The fact of the matter is that major media distorts reality in order to make a political movement that aligns with billionaires’ policy preferences far larger than it seems. A survey of 2016 voters from the Democracy Fund Voter Study Group demonstrates that libertarians practically don’t exist, and their cousins—people who are socially liberal and economically conservative (AKA, TV news’ rock stars)—are nowhere near as ubiquitous as major media makes it seem (the bottom right quadrant is filled with both political coalitions).
— Best Posts (@onlygoodposts1) February 4, 2019
What “far left” really means is that Dems are out of touch with … billionaires.

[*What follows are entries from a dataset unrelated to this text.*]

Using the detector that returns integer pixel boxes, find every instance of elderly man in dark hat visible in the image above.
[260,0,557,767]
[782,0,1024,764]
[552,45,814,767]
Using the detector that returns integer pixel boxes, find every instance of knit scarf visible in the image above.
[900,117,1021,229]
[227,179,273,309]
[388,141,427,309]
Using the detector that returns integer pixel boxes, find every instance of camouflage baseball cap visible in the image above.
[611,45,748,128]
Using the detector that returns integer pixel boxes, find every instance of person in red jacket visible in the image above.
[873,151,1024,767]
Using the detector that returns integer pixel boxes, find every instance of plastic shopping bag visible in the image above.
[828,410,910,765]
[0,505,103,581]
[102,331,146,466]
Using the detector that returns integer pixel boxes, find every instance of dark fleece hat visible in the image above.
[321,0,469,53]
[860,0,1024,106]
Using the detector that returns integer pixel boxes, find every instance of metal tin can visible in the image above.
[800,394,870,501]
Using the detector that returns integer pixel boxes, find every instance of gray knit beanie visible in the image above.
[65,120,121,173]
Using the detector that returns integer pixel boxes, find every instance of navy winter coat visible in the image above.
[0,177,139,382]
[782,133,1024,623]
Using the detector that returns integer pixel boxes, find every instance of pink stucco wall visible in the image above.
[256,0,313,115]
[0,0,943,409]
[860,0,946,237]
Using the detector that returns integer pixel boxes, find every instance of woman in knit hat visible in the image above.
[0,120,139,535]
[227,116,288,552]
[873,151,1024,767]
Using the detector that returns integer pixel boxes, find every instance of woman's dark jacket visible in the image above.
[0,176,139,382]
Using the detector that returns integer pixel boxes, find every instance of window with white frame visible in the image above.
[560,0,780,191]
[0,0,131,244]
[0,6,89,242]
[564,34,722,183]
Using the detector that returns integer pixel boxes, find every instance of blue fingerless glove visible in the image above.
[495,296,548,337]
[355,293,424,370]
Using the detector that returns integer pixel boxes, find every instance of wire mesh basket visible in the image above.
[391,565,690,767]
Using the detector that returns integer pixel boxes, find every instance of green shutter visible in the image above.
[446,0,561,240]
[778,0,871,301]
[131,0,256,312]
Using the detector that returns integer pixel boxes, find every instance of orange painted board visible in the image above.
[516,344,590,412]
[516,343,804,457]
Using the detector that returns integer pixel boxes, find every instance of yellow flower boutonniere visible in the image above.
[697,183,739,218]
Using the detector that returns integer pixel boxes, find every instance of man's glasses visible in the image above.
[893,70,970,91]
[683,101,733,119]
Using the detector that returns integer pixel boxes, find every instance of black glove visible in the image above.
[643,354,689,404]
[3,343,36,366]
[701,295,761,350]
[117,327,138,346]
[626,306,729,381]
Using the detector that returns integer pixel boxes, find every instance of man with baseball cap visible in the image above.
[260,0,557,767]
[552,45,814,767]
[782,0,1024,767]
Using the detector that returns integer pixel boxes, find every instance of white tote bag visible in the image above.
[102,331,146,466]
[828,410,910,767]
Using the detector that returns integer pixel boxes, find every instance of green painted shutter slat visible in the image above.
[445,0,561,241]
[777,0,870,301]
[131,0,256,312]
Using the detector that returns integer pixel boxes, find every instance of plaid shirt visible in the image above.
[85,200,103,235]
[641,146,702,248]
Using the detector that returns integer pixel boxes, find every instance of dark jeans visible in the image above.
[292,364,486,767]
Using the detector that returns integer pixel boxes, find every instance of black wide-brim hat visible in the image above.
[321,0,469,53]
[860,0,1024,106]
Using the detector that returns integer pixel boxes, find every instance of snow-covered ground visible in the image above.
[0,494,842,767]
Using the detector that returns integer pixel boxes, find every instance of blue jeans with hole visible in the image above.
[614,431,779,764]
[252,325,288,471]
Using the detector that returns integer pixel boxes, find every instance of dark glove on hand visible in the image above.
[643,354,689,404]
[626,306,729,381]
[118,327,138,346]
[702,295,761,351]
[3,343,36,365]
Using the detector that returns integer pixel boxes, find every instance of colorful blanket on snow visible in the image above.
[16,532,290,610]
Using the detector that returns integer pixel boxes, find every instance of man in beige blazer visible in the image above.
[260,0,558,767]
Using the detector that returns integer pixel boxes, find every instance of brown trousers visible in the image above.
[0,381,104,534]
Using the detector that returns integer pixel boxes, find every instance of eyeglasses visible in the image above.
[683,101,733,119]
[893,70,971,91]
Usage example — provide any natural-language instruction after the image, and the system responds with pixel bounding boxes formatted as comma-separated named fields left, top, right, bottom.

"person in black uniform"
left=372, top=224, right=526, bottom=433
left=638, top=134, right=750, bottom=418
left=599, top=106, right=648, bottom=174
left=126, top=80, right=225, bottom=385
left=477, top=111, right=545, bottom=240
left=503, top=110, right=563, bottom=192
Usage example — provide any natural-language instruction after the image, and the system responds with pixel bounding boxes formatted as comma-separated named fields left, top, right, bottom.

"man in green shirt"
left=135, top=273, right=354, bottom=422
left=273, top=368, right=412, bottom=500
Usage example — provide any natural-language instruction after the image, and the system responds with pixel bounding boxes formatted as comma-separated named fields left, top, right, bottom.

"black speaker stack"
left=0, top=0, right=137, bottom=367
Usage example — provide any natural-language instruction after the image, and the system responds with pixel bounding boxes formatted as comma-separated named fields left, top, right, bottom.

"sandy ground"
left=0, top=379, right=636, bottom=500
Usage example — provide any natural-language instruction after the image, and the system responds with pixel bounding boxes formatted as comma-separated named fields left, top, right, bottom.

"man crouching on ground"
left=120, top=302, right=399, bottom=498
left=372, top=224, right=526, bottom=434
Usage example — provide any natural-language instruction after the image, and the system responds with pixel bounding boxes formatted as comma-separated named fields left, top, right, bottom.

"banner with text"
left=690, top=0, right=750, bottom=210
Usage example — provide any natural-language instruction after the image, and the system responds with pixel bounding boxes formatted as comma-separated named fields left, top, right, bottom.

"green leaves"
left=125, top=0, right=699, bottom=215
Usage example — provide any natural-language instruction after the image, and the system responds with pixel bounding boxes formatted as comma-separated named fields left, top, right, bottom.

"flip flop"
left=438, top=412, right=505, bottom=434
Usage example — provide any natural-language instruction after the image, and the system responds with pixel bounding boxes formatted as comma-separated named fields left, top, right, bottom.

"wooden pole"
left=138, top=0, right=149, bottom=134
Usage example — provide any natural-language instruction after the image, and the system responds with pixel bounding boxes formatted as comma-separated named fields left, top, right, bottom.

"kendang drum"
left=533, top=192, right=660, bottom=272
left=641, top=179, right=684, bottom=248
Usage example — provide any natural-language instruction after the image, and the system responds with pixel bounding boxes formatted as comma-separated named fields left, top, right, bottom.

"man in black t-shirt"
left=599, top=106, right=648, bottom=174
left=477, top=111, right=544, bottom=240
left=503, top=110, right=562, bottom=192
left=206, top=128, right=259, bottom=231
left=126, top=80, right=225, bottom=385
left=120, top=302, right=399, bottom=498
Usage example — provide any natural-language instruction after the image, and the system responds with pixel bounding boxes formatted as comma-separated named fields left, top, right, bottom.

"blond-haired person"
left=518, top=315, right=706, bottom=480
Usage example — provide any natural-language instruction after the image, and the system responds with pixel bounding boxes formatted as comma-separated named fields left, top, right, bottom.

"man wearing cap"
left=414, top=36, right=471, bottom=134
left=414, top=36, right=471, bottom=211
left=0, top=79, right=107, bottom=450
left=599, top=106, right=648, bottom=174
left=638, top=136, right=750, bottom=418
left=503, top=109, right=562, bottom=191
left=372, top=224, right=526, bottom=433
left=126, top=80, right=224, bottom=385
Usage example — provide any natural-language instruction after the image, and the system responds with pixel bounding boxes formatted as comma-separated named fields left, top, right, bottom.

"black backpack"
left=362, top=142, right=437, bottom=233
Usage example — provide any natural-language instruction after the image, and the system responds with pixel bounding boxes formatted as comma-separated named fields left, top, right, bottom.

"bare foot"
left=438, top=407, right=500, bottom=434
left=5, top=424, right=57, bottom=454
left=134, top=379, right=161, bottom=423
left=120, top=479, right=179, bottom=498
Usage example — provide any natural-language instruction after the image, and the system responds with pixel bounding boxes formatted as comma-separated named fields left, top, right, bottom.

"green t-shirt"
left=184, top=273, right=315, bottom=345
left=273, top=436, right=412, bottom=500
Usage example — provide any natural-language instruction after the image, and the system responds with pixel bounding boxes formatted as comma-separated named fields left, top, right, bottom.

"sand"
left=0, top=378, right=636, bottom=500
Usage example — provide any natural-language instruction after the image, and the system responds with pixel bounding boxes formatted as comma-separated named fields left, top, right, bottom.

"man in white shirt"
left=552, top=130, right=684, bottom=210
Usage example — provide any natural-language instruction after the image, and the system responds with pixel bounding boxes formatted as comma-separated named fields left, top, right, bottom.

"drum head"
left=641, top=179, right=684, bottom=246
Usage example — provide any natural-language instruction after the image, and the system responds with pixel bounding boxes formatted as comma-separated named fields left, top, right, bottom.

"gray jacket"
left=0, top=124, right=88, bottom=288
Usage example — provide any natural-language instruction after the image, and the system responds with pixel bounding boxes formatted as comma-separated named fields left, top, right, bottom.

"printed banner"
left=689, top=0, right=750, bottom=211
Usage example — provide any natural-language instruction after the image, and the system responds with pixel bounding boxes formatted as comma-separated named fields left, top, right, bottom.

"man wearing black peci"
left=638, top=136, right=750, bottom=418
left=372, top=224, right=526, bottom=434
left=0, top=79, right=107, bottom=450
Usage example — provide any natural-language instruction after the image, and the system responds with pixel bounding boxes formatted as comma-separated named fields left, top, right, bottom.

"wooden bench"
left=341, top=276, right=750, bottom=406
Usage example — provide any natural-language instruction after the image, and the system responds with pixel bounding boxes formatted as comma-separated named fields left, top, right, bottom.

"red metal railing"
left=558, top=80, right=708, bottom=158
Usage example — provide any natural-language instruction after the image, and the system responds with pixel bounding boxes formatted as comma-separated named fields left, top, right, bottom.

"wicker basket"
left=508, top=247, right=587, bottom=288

And that matters, because with great wealth comes great ability to mess up politicians via, among other things, self-financed spoiler campaigns. But don’t say that it’s Dems vs ordinary folks 4/
— Paul Krugman (@paulkrugman) February 2, 2019
Elizabeth Bruenig described Howard Schultz’s candidacy perfectly this weekend in The Washington Post:
Resentment springs eternal in American politics, and if the primaries of 2016 and 2020 indicate any kind of pattern, it’s that every unique form of resentment eventually gets its own presidential candidate. Howard Schultz, the billionaire former chief executive of Starbucks, is the manifested resentment of the super-rich, who have been as miffed by the right-wing turn toward gauche Trumpian reaction as by the Democratic shift toward economic populism. If you find Trump tacky and taxes icky, Schultz is your man.
Trump eviscerated #NeverTrump in 2016, highlighting that coalition’s infinitesimally small voter bloc for all to see. Nearly half (43%) of Democrats did not vote for the Democrats’ hand-picked nominee in 2016, and Democrats as a whole have been getting more liberal every year since the beginning of Obama’s second term (hell, 24% of millennial Republicans say they identify as Democratic Socialist or socialist).
When you ask Americans about policy, especially as it pertains to taxing billionaires like Howard Schultz, significant majorities (like 70+ percent significant) skew liberal. The difference is, us 76 percent of registered voters who believe that the wealthiest should pay more in taxes don’t have six media conglomerates run by friends/fellow investors that we can turn to in trying times. If it feels like the media is carrying water for Howard Schultz, that’s because they are, and it’s almost surely thanks to the fact that people like Howard Schultz sit on the boards of America’s major media enterprises. Fox News isn’t the only outlet that functions as something like state-run media in this hyper-capitalist country.